/AsmDepictor

Official implementation of AsmDepictor, "A Transformer-based Function Symbol Name Inference Model from an Assembly Language for Binary Reversing", In the 18th ACM Asia Conference on Computer and Communications Security AsiaCCS '2023

Primary LanguagePython

A Transformer-based Function Symbol Name Inference Model from an Assembly Language for Binary Reversing

This is the official implementation of AsmDepictor, "A Transformer-based Function Symbol Name Inference Model from an Assembly Language for Binary Reversing", In the 18th ACM Asia Conference on Computer and Communications Security AsiaCCS '2023

Figure 1. AsmDepictor architecture that consists of a stacked Transformer-based encoder and decoder. We adopt a perlayer positional embedding (at encoders) for learning the positional representation of an assembly, and a Unique-softmax function (at both encoders and decoders) for better quality of vectors per each layer, leading a high performance on a function symbol inference task.

Installation

This project has been experimented on the following specification.

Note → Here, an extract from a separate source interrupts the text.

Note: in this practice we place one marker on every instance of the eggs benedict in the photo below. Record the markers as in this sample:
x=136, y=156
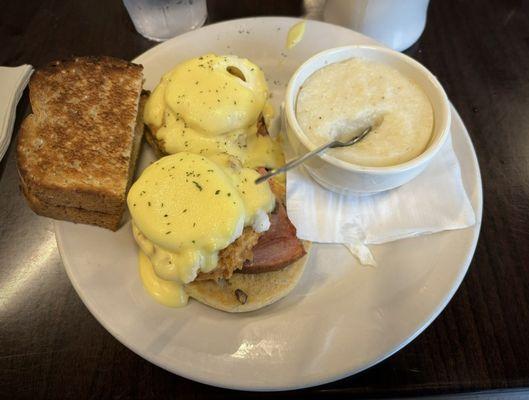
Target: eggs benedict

Intel(R) Xeon(R) Gold 5218R CPU @ 2.10GHz
NVIDIA RTX A6000 (48 GB VRAM)
Ubuntu 20.04.4 LTS
Python 3.9.12
Anaconda 4.10.1
  1. Install all dependent libraries with the Conda environment.
pip install -r requirement.txt
  1. Choose the right one from https://pytorch.org/get-started/locally/ for the Pytorch library.
conda install pytorch torchvision torchaudio cudatoolkit=11.3 -c pytorch
  1. The following loads a pretrained AsmDepictor model with a prediction on a test set.
python ./load_model_extract.py
  1. You may want to learn a model from the scratch and evaluate a dataset. A tensorboard will demonstrate learning details with tensorboard --logdir=./runs. Note that you need at least 64GB of VRAM for training.
python ./learn_model_from_scratch.py
  1. Our dataset and pre-trained model can be downloaded at https://zenodo.org/record/7978756

Hyperparameter

Hyperparameter AsmDepictor with $\mathbf{DS_{N}}$ AsmDepictor with $\mathbf{DS_{A}}$
Max token length 300 300
Number of encoder layers 3 3
Number of decoder layers 3 3
Head dimension 64 64
Embedding dimension 512 512
Batch size 10 90
Attention heads 8 8
Feed forward dimension 2,048 2,048
Dropout ratio 0.1 0.1
Training epochs 150 200
Adam $\beta_1$ 0.9 0.9
Adam $\beta_2$ 0.98 0.98
Adam $\epsilon$ $10^{-9}$ $10^{-9}$
Beam size 5 5
Multiplication factor 0.8 1.0
Warmup steps 24,000 18,000
Number of parameters 32,251,910 40,004,102

Hyperparameter setting guide for your own dataset

I strongly recommend reading jadore801120/attention-is-all-you-need-pytorch#168 to fit with your own data

Performance

  • We gained a meaningful amount of performance gain after publishing our paper. We denote our updated performance evaluation for future research.

Figure 2. Performance graph of AsmDepictor (F1-score: 80.85%)

Figure 3. Performance graph of AsmDepictor (Jaccard accuracy: 81.63%)

Figure 4. Performance graph of AsmDepictor (Lowest Loss: 1.523)


To-do

  1. Add binary preprocessing (IDA Scripts)